The Huffington Post has a good article on why now these protests erupted:

In Tunisia, it was Mohammed Bouazizi, a food vendor in the city of Sidi Bouzid, who, after years of taunting and abuse by the police, immolated himself in rage and frustration, and ignited the storm that subsequently erupted. But it was the price of food that had changed Mohammed Bouazizi's world, for the beatings were a regular feature of his life. And so too in Egypt, it is the price of basic foodstuffs--that consume as much as half of a typical family's income -- rather than the denial of basic rights that marks a material change in peoples lives.

Food prices are not new as an instigating factor in popular uprisings, dating at least back to the American and French revolutions, and the price of bread can bring more people to the streets than the noblest of words. The ultimate indignity and humiliation heaped upon Mohammed Bouazizi was not the beatings that he grew to accept, but rather -- faced with forces beyond his control -- it was his inability to provide for his family, to fulfill that most basic responsibility.

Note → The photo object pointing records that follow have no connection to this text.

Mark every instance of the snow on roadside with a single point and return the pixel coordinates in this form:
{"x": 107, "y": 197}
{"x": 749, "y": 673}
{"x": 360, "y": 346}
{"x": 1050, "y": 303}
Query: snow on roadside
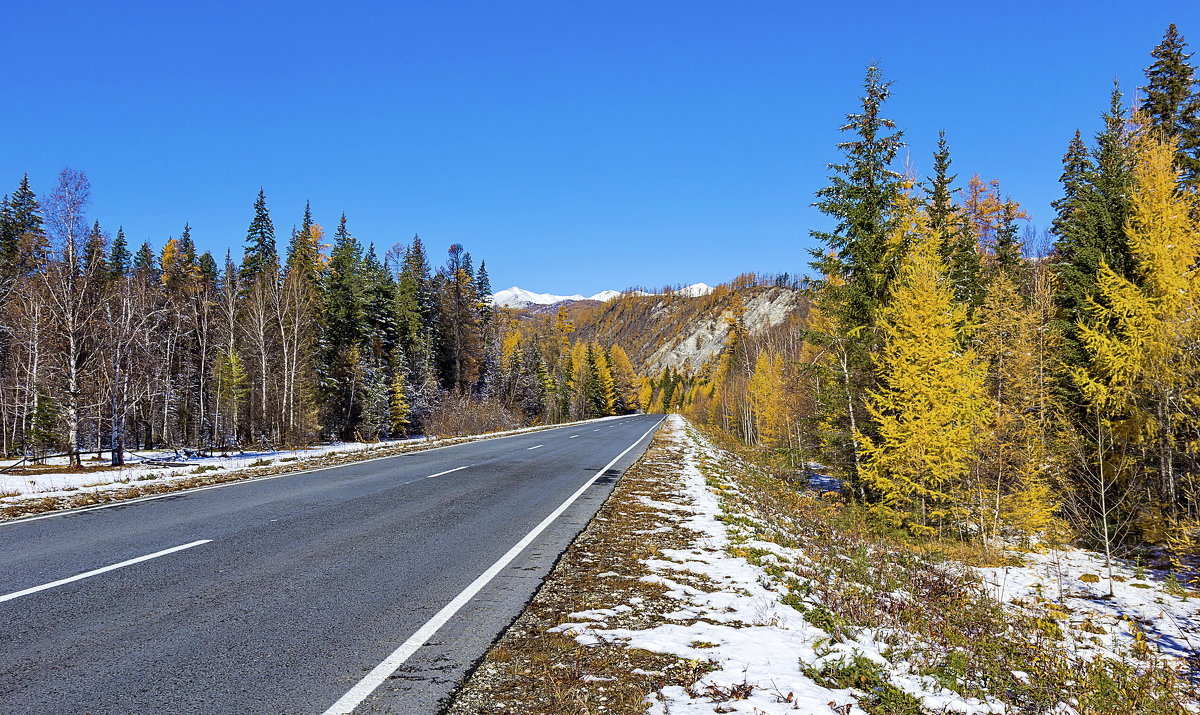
{"x": 21, "y": 487}
{"x": 1075, "y": 582}
{"x": 755, "y": 641}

If you look at the below chart, it is scaled to $100 at the start of the chart.  I have chosen the etf DBA, the Powershares Agriculture Fund which tracks a basket of grains and sugars. 


In July, the index is at 100.  Today, it is at 140, a 40% increase in 7 months.  That’s a lot of food inflation, and for a population like Egypt who lives on only a small amount of wages per day, once food prices go up you start to get pretty mad at your government.  It has occurred in the past (like during the French revolution) and in my view, it’s what set Tunisia and Egypt over the edge as well.  It wasn’t Twitter and Facebook that got things going, it was the basic human need to satisfy hunger.

Indeed, if this was the tipping point, and if Egypt is still under the same mechanics post Mubarak, then nothing will change in Egypt.  People’s lives won’t be any different next month than they were last month.  That’s kind of the tragedy in this because in the west, we think that the people of Egypt won.

I beg to differ.  We’ll only know in several months or years when we can actually step back and observe real change.

Comments (1)

  1. Martijn Grooten says:

    Good post. I think Twitter and Facebook did play a role in the revolutions, but not in a decisive way. It just made the revolution different than the ones 1979 and 1989 (in the SU's satellite states; not in the SU itself) which only makes sense. I'm sure then modern communications (telegraph, railways, possibly phones) played a significant part in the 1917 Russian Revolution and made it different than, say, the French Revolution of 1789. It doesn't mean that without them it wouldn't have happened.